No, my problem is with how the Angels make violence and death look cool. It's not just them, of course, given that military recruiters are notorious for preying on impressionable and underprivileged kids, as young people from disadvantaged backgrounds who face bleak options for work and higher education see the military as their best option, while the rest of the kids who have been indoctrinated with propaganda about patriotism and nationalism all their lives are easy to sign up. You've got them right where they want them if you can just convince them that they get to go off and kill "bad guys" while they're "defending our freedoms" -- which, of course, they aren't, but if you let them in on that lie, the biggest lie of them all, the whole house of cards comes tumbling down. Seeing how people in uniform are practically deified in our culture surely only sweetens the deal for a lot of kids.
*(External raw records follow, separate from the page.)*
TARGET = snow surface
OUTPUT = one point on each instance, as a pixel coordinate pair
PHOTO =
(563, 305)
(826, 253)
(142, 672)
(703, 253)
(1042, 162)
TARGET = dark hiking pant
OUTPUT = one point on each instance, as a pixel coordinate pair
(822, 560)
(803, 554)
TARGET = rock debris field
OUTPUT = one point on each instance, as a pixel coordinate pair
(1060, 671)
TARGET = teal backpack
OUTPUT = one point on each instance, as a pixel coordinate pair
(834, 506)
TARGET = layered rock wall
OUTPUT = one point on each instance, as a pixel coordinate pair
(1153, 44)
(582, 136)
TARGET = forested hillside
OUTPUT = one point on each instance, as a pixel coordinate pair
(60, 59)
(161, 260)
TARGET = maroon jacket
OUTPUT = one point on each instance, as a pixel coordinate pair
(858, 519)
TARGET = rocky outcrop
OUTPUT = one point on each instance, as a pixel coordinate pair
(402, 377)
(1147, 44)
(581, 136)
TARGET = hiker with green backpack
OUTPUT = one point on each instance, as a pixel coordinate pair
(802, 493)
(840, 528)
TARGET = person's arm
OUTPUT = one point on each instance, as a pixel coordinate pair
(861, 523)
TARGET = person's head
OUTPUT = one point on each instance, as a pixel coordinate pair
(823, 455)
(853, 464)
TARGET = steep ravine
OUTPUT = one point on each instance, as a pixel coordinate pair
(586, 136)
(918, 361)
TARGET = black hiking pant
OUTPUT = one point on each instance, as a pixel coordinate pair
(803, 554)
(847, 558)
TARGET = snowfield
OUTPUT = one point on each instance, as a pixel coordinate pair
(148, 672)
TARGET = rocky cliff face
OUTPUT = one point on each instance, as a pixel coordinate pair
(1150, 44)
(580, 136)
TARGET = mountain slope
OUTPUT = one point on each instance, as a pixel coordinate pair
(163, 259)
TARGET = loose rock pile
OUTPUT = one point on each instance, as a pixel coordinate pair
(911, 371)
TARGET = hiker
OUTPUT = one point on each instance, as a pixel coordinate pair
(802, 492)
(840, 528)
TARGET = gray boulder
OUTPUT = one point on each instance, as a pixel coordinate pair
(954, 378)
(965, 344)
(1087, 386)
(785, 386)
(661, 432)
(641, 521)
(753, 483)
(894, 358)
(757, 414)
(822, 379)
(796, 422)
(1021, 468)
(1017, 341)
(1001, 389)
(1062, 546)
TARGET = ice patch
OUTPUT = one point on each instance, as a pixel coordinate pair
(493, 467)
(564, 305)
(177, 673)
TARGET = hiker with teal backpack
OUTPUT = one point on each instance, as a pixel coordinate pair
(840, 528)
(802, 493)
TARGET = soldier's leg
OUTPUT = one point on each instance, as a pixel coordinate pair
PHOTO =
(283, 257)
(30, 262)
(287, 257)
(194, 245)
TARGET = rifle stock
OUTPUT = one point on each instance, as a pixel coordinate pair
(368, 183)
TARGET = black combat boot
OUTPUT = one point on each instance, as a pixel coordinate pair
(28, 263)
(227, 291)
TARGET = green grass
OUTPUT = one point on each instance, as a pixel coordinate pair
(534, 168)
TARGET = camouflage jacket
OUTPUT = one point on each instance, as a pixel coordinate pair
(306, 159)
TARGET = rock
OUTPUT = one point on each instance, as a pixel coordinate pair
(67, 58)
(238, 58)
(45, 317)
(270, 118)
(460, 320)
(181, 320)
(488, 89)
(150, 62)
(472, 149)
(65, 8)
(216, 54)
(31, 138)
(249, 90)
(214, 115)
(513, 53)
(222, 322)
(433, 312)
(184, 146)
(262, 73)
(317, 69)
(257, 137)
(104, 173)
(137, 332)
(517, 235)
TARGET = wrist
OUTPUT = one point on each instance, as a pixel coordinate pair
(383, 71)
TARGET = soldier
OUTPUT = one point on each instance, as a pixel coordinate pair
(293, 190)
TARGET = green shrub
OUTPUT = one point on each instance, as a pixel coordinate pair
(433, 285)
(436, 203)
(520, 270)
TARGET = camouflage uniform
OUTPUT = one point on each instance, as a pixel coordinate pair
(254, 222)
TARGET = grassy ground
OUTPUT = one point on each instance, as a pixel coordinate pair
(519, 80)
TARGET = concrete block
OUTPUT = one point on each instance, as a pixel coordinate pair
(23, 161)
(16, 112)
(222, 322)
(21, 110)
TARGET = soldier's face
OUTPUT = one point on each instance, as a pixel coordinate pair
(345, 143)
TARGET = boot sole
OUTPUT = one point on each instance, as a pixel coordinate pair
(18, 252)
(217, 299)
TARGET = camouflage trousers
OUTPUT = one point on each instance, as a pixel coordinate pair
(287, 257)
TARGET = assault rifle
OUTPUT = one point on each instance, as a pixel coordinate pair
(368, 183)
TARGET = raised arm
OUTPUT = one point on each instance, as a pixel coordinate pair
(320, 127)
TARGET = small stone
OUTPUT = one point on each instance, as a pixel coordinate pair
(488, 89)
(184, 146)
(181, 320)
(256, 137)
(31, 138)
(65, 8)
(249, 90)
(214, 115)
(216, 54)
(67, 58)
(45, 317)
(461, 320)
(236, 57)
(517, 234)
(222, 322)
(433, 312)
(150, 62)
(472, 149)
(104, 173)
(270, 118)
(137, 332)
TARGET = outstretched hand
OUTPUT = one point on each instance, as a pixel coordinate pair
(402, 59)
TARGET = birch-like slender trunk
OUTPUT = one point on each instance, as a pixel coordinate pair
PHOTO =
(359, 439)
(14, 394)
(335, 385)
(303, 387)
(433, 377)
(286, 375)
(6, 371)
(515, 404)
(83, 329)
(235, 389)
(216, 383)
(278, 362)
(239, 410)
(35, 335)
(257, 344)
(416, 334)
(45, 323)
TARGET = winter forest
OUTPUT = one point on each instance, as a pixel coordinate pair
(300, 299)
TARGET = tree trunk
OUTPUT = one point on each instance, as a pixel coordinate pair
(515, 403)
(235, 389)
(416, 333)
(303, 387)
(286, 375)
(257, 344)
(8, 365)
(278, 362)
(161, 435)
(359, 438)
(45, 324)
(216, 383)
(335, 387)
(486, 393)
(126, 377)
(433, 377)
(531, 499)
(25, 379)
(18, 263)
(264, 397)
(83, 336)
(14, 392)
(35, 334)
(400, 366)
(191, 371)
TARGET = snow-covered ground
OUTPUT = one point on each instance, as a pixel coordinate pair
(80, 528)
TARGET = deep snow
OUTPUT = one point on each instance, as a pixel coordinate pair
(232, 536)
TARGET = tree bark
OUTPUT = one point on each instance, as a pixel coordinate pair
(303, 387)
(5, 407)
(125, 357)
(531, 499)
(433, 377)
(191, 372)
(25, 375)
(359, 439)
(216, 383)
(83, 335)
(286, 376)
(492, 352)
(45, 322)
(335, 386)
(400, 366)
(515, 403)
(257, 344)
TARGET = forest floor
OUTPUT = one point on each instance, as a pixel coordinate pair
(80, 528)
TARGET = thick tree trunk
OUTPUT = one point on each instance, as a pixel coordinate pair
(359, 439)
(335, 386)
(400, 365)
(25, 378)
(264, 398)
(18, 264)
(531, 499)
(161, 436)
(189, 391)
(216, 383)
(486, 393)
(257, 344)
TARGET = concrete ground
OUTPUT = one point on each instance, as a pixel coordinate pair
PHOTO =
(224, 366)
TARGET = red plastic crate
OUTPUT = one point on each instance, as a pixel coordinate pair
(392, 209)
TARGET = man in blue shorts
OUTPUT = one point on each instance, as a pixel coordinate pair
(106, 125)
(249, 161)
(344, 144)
But not my kid, I hope. I don't want her to ooh and aah over those noisy blue "spaceships." I want her to question what everyone else takes for granted. She will take whatever path she chooses in her life, but at least it will be a fully informed choice, not one she jumps into without any thought or understanding. We already have too many sheep in this world who follow the crowd and do whatever they're told. We need more thinkers -- people who stop and analyze what their leaders tell them, rather than blindly accepting what any authority figure orders them to do.

And more importantly, we need more peacemakers. Peaceful people reject war as a quick first-alternative fix to every problem. Peaceful people don't believe that guns and bombs give us our freedoms, but rather understand -- as did James Madison, father of the Constitution -- that never-ending war is actually what threatens those freedoms:
Of all the enemies to public liberty war is, perhaps, the most to be dreaded, because it comprises and develops the germ of every other. War is the parent of armies; from these proceed debts and taxes; and armies, and debts, and taxes are the known instruments for bringing the many under the domination of the few. In war, too, the discretionary power of the Executive is extended; its influence in dealing out offices, honors, and emoluments is multiplied; and all the means of seducing the minds, are added to those of subduing the force, of the people. The same malignant aspect in republicanism may be traced in the inequality of fortunes, and the opportunities of fraud, growing out of a state of war, and in the degeneracy of manners and of morals engendered by both. No nation could preserve its freedom in the midst of continual warfare.
For those who will inevitably say that if you hate it so much you should move, this is exactly why I do want out -- and if the decision were solely up to me, I'd be long gone from this Hotel California. Planes should be for transporting people from Point A to Point B, not for killing women, children, and other people who have never done anything to harm us.

Give me a nation that embraces peace any day. That nation is not the United States. Americans, by and large, are not peaceful people. We seem to enjoy bullying and subjugating the rest of the world. And as long as we keep cheering on those flying blue instruments of death as they speed across the skies, that attitude is not likely to change.

I'd like to think we can do better.


  1. Ask the people of Gaza how much they appreciate hearing these death machines.

  2. It's easy for Americans to cheer on the death machines, because they've never been on the business end of one. I can't imagine the hell that the people of Gaza are going through. Even their schools aren't safe places.